Eagle Mountain homeowners ask city hall for help with sinking driveways
May 30, 2023, 6:43 PM | Updated: 7:46 pm
EAGLE MOUNTAIN, Utah — A group of Eagle Mountain homeowners went to city officials on Tuesday to voice concerns and ask for help with sinking walkways and driveways on their new homes.
“We started noticing settling around our driveway. It was probably around nine inches. You could see through the bottom of our driveway, like light,” explained homeowner Robert Cowles.
Cowles said he noticed the issues with his driveway about four weeks after moving into his home in the New Park community.
“Just a year later, it kept settling and kept cracking,” he said. “The first time, it hadn’t collapsed, which is why they just filled it.”
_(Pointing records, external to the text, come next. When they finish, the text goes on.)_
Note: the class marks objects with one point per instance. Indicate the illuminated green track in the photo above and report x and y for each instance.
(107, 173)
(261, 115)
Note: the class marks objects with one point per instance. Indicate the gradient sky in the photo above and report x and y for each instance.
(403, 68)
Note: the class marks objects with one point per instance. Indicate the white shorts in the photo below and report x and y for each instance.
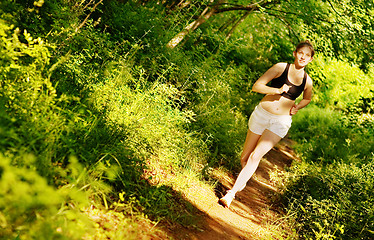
(261, 119)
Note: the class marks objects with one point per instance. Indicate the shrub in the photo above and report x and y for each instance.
(333, 201)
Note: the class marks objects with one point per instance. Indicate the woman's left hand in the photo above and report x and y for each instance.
(293, 110)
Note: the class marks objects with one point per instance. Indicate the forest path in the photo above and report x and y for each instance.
(251, 214)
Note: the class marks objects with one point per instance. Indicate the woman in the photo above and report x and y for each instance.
(272, 117)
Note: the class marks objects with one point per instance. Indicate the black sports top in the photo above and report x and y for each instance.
(294, 91)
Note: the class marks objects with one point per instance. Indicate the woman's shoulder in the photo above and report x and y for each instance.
(279, 67)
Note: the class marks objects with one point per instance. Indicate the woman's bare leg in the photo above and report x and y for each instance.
(266, 142)
(249, 145)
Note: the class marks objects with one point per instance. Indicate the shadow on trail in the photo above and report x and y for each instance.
(250, 212)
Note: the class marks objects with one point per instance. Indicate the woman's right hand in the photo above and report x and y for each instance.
(284, 88)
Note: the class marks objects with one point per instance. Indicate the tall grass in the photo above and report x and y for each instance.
(329, 194)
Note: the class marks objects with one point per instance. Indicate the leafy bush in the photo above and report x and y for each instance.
(338, 84)
(333, 201)
(32, 209)
(324, 136)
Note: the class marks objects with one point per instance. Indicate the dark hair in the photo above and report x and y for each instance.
(305, 43)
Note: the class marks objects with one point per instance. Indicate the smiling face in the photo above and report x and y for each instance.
(303, 56)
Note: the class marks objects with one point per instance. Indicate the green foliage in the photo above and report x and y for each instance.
(32, 209)
(98, 101)
(332, 202)
(325, 136)
(338, 84)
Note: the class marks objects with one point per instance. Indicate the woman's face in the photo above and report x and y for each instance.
(303, 56)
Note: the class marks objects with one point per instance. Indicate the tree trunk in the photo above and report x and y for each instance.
(205, 15)
(245, 15)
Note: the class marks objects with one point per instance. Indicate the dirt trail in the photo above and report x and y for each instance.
(251, 215)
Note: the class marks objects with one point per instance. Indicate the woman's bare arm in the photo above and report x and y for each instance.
(260, 86)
More than a dozen residents joined the hour-long meeting either online or in person with the mayor, city engineer, city attorney, and deputy city administrator.
“We have a lot of large pieces of concrete chipping away, large cracking, pieces falling off,” said homeowner Kalleen Pratt. “We’re not having any support system under our concrete because the ground has sunken away.”
There were three builders in the New Park development, but the homeowners told city officials that most of the concrete issues are with the approximately 40 homes built by Bach Homes.
The homeowners said the dirt below their driveways was not correctly compacted.
The city promises to help where it can and announced a meeting planned for Wednesday with the developer, Bach Homes, and city officials.
“Given that we are a super-high-growth community out here in Utah County, we want to make sure that residents are being heard, especially with some of these new developments,” said Tyler Maffitt, Eagle Mountain’s communications manager. “Take their concerns to the builder and make sure that the builder is really hearing those concerns.”
Bach Homes told KSL that they’ve worked with experts to devise a solution of pumping foam under the driveways.
“We’ve been working on it for months because we wanted to do it correctly,” said Brandon Ames, Vice President of Construction with Bach Homes.
Ames said crews are working as hard as possible to move through the subdivision and fix all the driveways. He said they would be working with each homeowner individually.
However, Cowles and Pratt worry the foam lifting is a temporary fix and that they’ll be stuck spending thousands of dollars later on to replace their driveways.